# Overview
Online retailers face significant financial challenges due to high return rates, especially in industries like clothing, where return rates can be as high as 50%. While free or low-cost return shipping has become an expectation among customers, it places a substantial burden on businesses. To mitigate this, companies can leverage data-driven strategies to predict and reduce return rates.

Your task is to analyze the provided datasets and develop a predictive model that determines whether an ordered item will be returned. You will also extract actionable insights into the key factors influencing product returns.

# Dataset Description
You will be provided with two datasets:

N2N Train Set: Contains historical order data, including product details, user demographics, and whether the product was returned.

N2N Test Set: A separate dataset for evaluation, where you will apply your model to predict return probabilities.

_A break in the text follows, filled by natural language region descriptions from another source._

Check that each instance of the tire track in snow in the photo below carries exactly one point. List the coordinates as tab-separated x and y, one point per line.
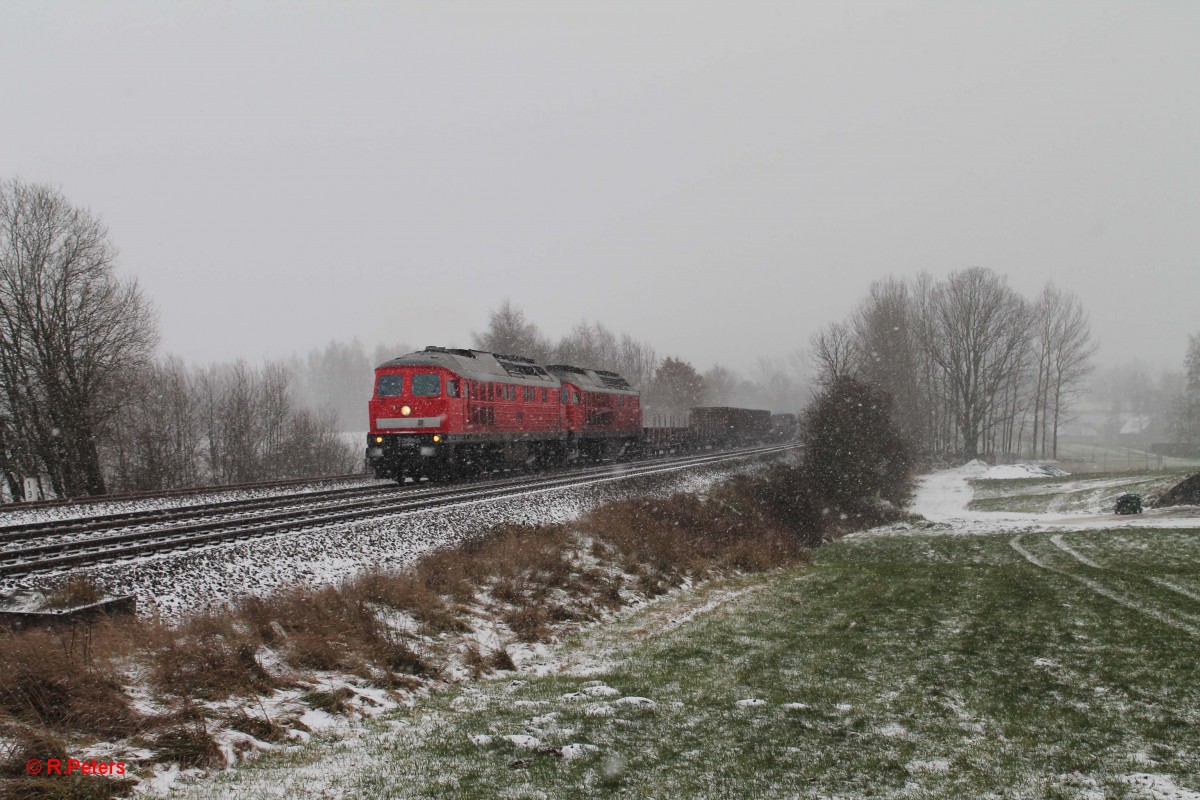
1056	540
1101	589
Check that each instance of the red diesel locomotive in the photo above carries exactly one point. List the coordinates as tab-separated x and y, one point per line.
445	413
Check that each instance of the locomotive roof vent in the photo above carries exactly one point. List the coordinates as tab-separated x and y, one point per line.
612	380
519	359
463	353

The datasets contain the following attributes:

```
order_item_id: Unique identifier for each order.
order_date: Date the order was placed.
delivery_date: Date the product was delivered.
item_id: Unique identifier for the product.
item_size: Size of the ordered product.
item_color: Color of the ordered product.
brand_id: Unique identifier for the product's brand.
item_price: Price of the product.
user_id: Unique identifier for the customer.
user_title: Customer's salutation or title.
user_dob: Customer's date of birth.
user_state: Customer's state of residence.
user_reg_date: Date of customer registration on the platform.
return: Binary indicator of return status (0 = not returned, 1 = returned).
```

These fields provide comprehensive details on customer orders, product characteristics, and user demographics, enabling the identification of patterns associated with product returns.

---

## 1. Exploratory Data Analysis (EDA)

- Identify trends and patterns in product returns.

- Examine relationships between product attributes, user demographics, and return behavior.

In [95]:
# Other imports
import pandas as pd
import numpy as np
import matplotlib.pyplot as plt
import os

# Data Preprocessing
from sklearn.model_selection import train_test_split
from sklearn.preprocessing import StandardScaler, MinMaxScaler, LabelEncoder, OneHotEncoder

# Machine Learning Models
from sklearn.linear_model import LogisticRegression, LinearRegression
from sklearn.tree import DecisionTreeClassifier, DecisionTreeRegressor
from sklearn.ensemble import RandomForestClassifier, RandomForestRegressor, GradientBoostingClassifier
from sklearn.svm import SVC, SVR
from sklearn.neighbors import KNeighborsClassifier

# Model Evaluation
from sklearn.metrics import accuracy_score, confusion_matrix, classification_report, mean_squared_error, r2_score


In [96]:
train_dataset_path = os.path.join("Dataset", "Dataset", "N2NTRAINSET.csv")
test_dataset_path = os.path.join("Dataset", "Dataset", "N2NTESTSET.csv")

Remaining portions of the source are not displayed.